You're a saint. I'm not and I wouldn't even consider it.
If he really wants to turn his life around, he'll do it himself.

winnieupland · 21/01/2021 19:32

@Milkshake7489

@ImaginaryCat

Thank you for commenting 💐 He and I are American, so visas and all of that wouldn’t be an issue.

OP posts:
Aquamarine1029 · 21/01/2021 19:33

I would do it but set ground rules to keep yourself safe. Possibly even a warning that you can tell him to go at any point.

Which will only work if the op is emotionally strong enough to handle it. The brother moves in, everything goes tits up, which it will, and then the emotional manipulation and terrorism will start. Op may find it impossible to get rid of him.

Don't do this, op. It would be a massive mistake.

winnieupland · 21/01/2021 19:39

Thank you for all of the thoughtful comments I have gotten already 💛 I really appreciate it. I think I will wait to see whether or not he stays interested and, if he does, I will find the words to tell him that I think it would be best if we each had our own apartments. Because I cannot risk everything when his behavior might continue to be chaotic. That way I will be nearby if and when he needs me, we can help each other and have a little support bubble, and I can maintain my own life and safety.

OP posts:
BornIn78 · 21/01/2021 19:39

You haven’t even been in touch with him for a few years, you know virtually nothing except what he’s chosen to tell you.

The last you heard of him he was involved in gang activity and being shot in the head.

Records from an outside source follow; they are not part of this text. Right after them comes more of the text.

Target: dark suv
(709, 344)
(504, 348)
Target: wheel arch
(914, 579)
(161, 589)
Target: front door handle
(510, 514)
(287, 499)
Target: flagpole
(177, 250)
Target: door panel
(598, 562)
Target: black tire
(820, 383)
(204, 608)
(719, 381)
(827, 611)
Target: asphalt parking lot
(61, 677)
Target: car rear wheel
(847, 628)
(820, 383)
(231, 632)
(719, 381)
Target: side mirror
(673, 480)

BlueThistles · 21/01/2021 19:40

No 🌺

alexis4theppl · 21/01/2021 19:44

If you believe this is a fresh start for you both then go for it. Your life story sounds rough, take a chance on something new.. why not?
Set some ground rules and have a plan of what you want to do when there. I think it's important he has some idea of how he can turn his life around, work or education for example but have some idea so he can hit the ground running and keep busy. You can be supportive to each other. I'd like to think I'd give that lifeline to my brother should he need it. Good luck x

WorkHardPlayHard1 · 21/01/2021 19:46

@winnieupland

Thank you for all of the thoughtful comments I have gotten already 💛 I really appreciate it. I think I will wait to see whether or not he stays interested and, if he does, I will find the words to tell him that I think it would be best if we each had our own apartments. Because I cannot risk everything when his behavior might continue to be chaotic. That way I will be nearby if and when he needs me, we can help each other and have a little support bubble, and I can maintain my own life and safety.
I think you should do just that! Live nearby so you have a support bubble for both of you to have a fresh start and you get to see yourself or niece 😘
WTAFIhavelosttheferret · 21/01/2021 19:51

Texas is massive- will he be near his daughter?

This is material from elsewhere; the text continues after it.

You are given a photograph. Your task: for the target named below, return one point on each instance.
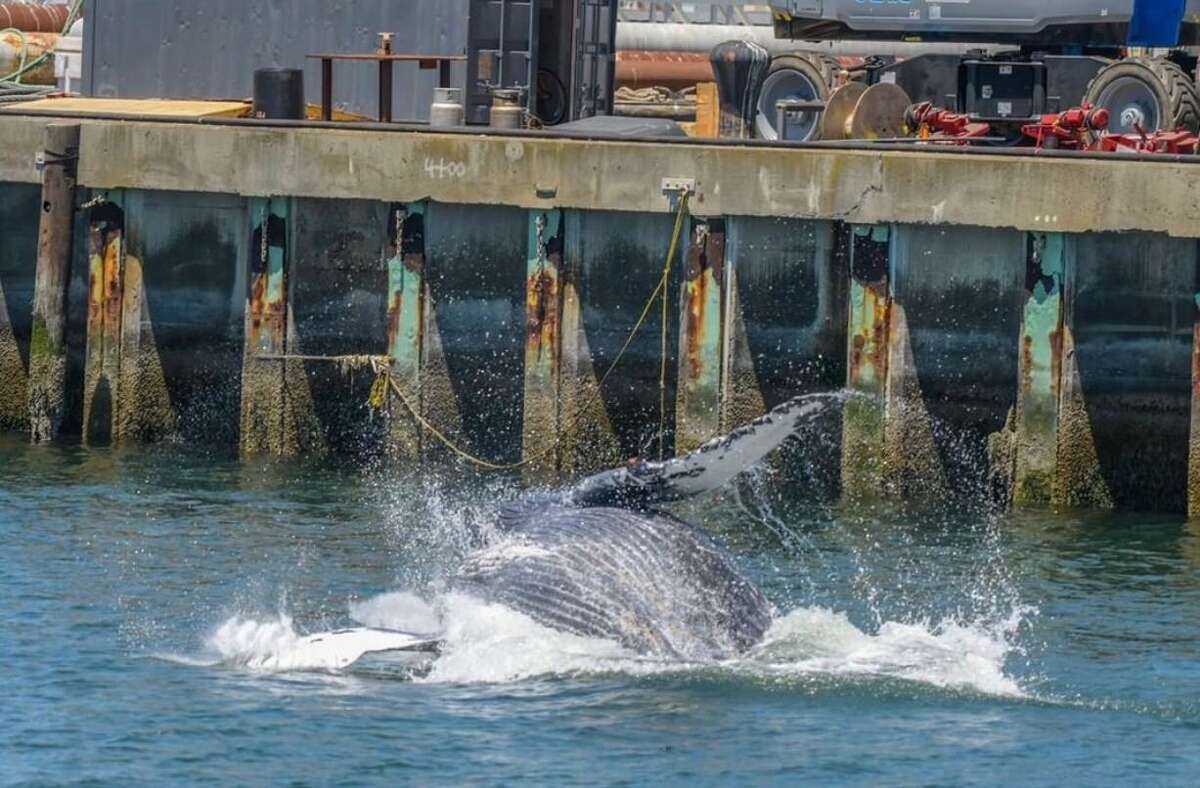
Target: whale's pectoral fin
(707, 468)
(343, 648)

Very handy to have someone who know how to use a gun in Texas.

ExtraSettings · 21/01/2021 19:56

Maybe. But it’s very important to keep some separation. Definitely not share accommodation. Don’t lend him money etc.

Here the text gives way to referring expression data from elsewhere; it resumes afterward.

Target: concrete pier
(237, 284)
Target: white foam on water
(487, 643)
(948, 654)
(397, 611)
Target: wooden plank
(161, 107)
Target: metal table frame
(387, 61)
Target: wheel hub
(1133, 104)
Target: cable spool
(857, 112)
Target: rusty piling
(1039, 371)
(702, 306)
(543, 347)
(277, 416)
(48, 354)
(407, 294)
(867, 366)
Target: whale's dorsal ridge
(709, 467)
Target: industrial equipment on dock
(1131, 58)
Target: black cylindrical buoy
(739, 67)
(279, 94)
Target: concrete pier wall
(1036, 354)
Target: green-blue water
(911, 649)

Most of all, do whatever makes you comfortable. It may be that you can stay cared for and connected with each other, but live in different places, maybe go on a couple of trips or meet a few times a year etc?

Yes your DB deserves a fresh start away from past stressed and people, but so do you.

Love51 · 21/01/2021 21:52

If he lives in your town and his life goes a bit wrong, do you really think you won't let him move in?